Almair mendekati putranya, lalu menepuk lembut bahu Gibran agar pemuda itu beralih menetap ke arah dirinya.

“Ada apa, Pa?” tanya Gibran begitu mendapati sang Papa di saat ia memutarkan tubuh.

“Kamu tolong selidiki siapa dalang dibalik penculikan ini dan Apa motif mereka. Sementara Papa dan Mama akan berada di sini untuk tetap melanjutkan pesta ini. Kita tidak mungkin bisa membatalkan pesta ini, mengingat semua undangan sudah tersebar luaskan dan waktunya sudah tiba. Lagian, Papa tidak mau musuh kita menari bahagia karena sudah berhasil mencoreng nama baik keluarga kita,” ucap lelaki paruh baya itu panjang lebar.

Gibran mengerutkan keningnya. “Bagaimana mungkin pesta bisa berlanjut tanpa ada pengantinya?” Selidiki Gibran.

“papa sama Om Revan akan mengumumkan jika kamu dan Kirana sudah resmi menikah tadi pagi.
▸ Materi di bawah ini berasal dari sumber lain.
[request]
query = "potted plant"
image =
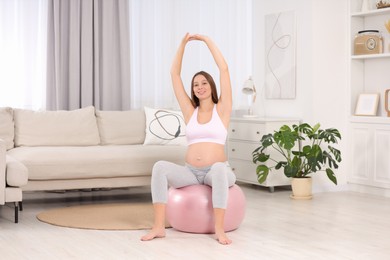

Karena kondisi Kirana yang kurang sehat sehingga akad dipercepat dan kamu sedang menjaga dia di rumah sakit,” ujar Almair memberitahu putranya skenario yang sudah ia susun.

“Baik, Pa. Papa memang terbaik,” puji Gibran. “aku akan membersih tuntas orang-orang yang berani mengusikku dan mengacaukan semua rencanaku,” ujar Gibran penuh tekad.

“baik. Tolong jangan kecewakan Papa. Bawa menentu Papa kembali dengan selamat tanpa kekurangan sesuatu apapun,” ucap Almair. “informasi sekecil apapun akan menjadi celah untuk kita menemukan Kirana. Tolong laporkan jika ada perkembangan sekecil apapun,” tItah Almair.

“Baik, Papa,” jawab Gibran.

“Sekarang pergilah, papa akan membicarakan hal ini dengan Om Revan. Kerahkankan semua bawahan terbaikmu. Orang itu sudah mengibarkan bendera perang dengan kita,” imbuh lelaki itu.

Gibran menggangguk sebagai respon, lalu pemuda itu berlalu dari sana.